|Brand name(s), other common name(s)||Iclusig®|
|Drug type||Tyrosine kinase inhibitor|
|How the drug is given||By mouth|
The FDA has asked the manufacturer of the leukemia chemotherapy drug Iclusig (ponatinib) to suspend marketing and sales of Iclusig because of the risk of life-threatening blood clots and severe narrowing of blood vessels. October 31, 2013. More Information, click here.

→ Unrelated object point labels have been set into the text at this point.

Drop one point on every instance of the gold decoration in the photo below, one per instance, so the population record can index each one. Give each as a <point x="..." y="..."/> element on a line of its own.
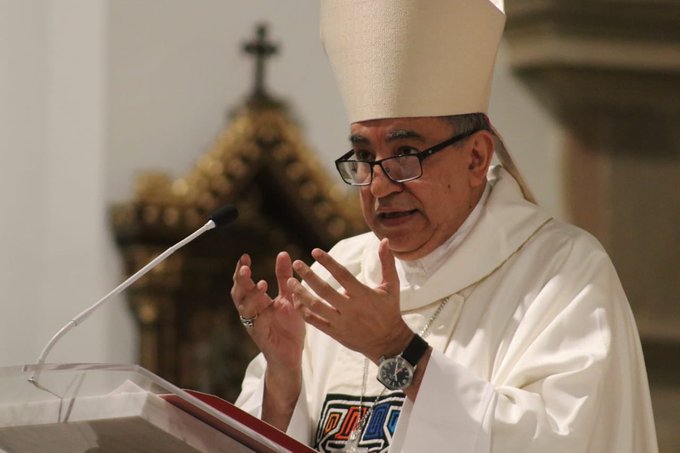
<point x="286" y="201"/>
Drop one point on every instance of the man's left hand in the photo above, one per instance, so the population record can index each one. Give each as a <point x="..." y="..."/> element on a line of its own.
<point x="364" y="319"/>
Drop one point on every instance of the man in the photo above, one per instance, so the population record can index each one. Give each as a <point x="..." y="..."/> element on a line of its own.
<point x="489" y="325"/>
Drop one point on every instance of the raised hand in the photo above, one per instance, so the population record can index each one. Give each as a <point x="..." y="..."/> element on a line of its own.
<point x="364" y="319"/>
<point x="277" y="328"/>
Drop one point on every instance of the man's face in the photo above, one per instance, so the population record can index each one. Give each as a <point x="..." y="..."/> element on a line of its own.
<point x="418" y="216"/>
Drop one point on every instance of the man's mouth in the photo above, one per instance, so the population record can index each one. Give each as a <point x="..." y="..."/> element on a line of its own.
<point x="395" y="214"/>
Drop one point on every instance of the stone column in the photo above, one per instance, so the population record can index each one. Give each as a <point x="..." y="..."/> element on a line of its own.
<point x="609" y="72"/>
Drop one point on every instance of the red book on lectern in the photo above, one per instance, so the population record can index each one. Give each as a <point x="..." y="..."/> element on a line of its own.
<point x="264" y="429"/>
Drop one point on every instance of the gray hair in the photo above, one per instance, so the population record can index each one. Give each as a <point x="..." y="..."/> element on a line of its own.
<point x="469" y="122"/>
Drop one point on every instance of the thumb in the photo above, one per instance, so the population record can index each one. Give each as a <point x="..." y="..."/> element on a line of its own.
<point x="390" y="281"/>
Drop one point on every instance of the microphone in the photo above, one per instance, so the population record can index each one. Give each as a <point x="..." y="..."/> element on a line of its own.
<point x="221" y="217"/>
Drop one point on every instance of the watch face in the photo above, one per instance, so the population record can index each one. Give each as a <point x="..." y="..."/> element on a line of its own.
<point x="395" y="373"/>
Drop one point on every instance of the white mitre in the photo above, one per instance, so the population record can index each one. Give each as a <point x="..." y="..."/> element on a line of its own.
<point x="414" y="58"/>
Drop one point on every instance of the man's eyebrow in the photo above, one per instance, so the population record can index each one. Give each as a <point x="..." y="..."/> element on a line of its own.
<point x="404" y="133"/>
<point x="399" y="134"/>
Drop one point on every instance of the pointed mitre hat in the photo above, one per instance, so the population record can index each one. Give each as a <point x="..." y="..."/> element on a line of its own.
<point x="414" y="58"/>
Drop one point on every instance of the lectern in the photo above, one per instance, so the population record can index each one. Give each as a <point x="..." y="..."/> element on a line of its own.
<point x="105" y="408"/>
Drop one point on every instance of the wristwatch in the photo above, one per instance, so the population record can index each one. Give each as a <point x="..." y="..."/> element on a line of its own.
<point x="396" y="373"/>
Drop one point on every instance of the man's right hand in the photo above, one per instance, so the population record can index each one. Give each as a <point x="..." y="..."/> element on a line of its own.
<point x="278" y="331"/>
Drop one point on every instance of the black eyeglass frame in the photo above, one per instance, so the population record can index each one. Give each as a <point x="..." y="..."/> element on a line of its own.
<point x="422" y="155"/>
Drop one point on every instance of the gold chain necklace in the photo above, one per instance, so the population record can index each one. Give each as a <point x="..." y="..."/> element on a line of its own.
<point x="352" y="445"/>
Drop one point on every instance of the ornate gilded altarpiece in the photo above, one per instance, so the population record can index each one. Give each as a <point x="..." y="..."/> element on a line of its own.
<point x="189" y="328"/>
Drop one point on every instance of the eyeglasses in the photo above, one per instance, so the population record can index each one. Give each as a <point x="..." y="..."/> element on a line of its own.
<point x="402" y="168"/>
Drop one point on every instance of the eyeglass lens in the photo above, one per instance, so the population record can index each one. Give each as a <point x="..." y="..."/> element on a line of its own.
<point x="398" y="169"/>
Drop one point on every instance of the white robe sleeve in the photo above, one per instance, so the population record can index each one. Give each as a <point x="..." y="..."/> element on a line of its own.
<point x="252" y="395"/>
<point x="558" y="386"/>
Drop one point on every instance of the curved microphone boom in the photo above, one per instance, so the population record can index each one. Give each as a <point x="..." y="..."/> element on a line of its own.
<point x="221" y="217"/>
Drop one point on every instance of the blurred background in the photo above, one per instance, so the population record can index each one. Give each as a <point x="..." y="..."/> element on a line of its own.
<point x="111" y="109"/>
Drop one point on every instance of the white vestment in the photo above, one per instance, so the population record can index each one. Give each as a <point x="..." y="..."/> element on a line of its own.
<point x="535" y="350"/>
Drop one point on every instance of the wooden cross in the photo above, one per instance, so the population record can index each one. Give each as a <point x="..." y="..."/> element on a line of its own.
<point x="261" y="49"/>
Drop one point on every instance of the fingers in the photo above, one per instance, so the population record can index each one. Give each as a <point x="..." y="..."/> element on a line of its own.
<point x="390" y="281"/>
<point x="338" y="271"/>
<point x="319" y="286"/>
<point x="249" y="297"/>
<point x="284" y="271"/>
<point x="313" y="310"/>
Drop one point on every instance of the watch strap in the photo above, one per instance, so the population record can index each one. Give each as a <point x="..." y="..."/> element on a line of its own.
<point x="415" y="350"/>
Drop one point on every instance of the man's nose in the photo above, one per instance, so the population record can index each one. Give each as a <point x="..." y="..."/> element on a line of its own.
<point x="381" y="185"/>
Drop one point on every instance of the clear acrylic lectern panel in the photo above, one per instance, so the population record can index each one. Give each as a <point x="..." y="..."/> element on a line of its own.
<point x="120" y="408"/>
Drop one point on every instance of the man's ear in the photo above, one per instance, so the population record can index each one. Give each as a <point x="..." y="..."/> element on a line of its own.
<point x="481" y="152"/>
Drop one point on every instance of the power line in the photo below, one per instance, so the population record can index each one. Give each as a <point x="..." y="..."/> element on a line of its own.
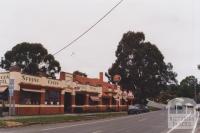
<point x="85" y="32"/>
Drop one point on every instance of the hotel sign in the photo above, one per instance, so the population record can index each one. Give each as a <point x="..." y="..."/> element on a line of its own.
<point x="54" y="83"/>
<point x="30" y="79"/>
<point x="4" y="79"/>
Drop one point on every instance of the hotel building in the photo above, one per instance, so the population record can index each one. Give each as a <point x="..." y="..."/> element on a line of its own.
<point x="39" y="95"/>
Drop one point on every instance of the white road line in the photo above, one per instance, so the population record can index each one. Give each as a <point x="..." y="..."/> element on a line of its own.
<point x="195" y="125"/>
<point x="99" y="131"/>
<point x="178" y="124"/>
<point x="100" y="121"/>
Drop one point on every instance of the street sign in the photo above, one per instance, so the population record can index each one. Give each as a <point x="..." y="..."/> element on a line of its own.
<point x="11" y="87"/>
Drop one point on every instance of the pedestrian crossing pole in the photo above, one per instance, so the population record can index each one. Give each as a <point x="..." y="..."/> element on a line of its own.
<point x="11" y="89"/>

Iclusig is FDA approved to treat adult patients who have chronic phase, accelerated phase, or blast phase chronic myeloid leukemia (CML) that is resistant or intolerant to prior tyrosine kinase inhibitor therapy, or Philadelphia chromosome positive acute lymphoblastic leukemia (Ph+ ALL) that is resistant or intolerant to prior tyrosine kinase inhibitor therapy.

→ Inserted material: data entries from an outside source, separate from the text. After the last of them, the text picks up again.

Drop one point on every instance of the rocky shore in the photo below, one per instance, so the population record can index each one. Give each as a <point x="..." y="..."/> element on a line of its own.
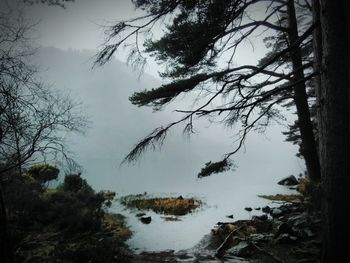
<point x="289" y="233"/>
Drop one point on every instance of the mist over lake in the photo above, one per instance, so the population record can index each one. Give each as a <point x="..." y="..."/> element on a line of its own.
<point x="117" y="125"/>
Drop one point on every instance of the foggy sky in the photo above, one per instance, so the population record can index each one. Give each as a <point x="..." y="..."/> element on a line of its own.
<point x="117" y="125"/>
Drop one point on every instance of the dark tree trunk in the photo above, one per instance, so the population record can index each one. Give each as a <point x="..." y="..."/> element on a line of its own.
<point x="334" y="119"/>
<point x="5" y="246"/>
<point x="309" y="149"/>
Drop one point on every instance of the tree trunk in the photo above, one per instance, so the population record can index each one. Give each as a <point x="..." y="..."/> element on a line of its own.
<point x="5" y="246"/>
<point x="309" y="149"/>
<point x="334" y="119"/>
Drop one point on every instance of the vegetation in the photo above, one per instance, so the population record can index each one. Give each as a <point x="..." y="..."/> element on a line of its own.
<point x="177" y="206"/>
<point x="283" y="198"/>
<point x="69" y="223"/>
<point x="310" y="53"/>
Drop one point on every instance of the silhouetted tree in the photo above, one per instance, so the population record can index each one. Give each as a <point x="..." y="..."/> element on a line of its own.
<point x="332" y="44"/>
<point x="34" y="119"/>
<point x="198" y="47"/>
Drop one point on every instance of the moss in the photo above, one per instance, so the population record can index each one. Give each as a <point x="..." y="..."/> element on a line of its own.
<point x="115" y="223"/>
<point x="283" y="198"/>
<point x="176" y="206"/>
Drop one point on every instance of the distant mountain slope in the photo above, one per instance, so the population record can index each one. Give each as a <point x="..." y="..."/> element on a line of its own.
<point x="117" y="125"/>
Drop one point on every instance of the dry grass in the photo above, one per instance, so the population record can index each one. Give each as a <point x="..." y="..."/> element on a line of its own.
<point x="176" y="206"/>
<point x="283" y="198"/>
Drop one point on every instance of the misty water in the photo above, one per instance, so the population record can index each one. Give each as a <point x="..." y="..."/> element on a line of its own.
<point x="116" y="126"/>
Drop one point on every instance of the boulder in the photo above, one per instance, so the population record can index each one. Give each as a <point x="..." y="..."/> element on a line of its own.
<point x="242" y="249"/>
<point x="262" y="217"/>
<point x="146" y="219"/>
<point x="276" y="212"/>
<point x="290" y="180"/>
<point x="286" y="239"/>
<point x="266" y="209"/>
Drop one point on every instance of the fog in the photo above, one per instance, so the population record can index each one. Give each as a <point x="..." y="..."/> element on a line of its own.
<point x="69" y="39"/>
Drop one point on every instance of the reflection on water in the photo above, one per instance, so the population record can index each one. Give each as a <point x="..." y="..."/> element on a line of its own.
<point x="184" y="234"/>
<point x="116" y="126"/>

Side effects needing medical attention:Hypertension; rash; abdominal pain; fatigue; dizziness; headache; cough; dry skin; constipation; joint pain; nausea; diarrhea; vomiting; fever; low platelets; low red blood cells; low neutrophils; low level of lymphocytes; low white blood cell count; cardiac failure; pneumonia; respiratory tract infection, urinary tract infection; peripheral neuropathy; back pain; muscle spasms; bone pain; fatigue.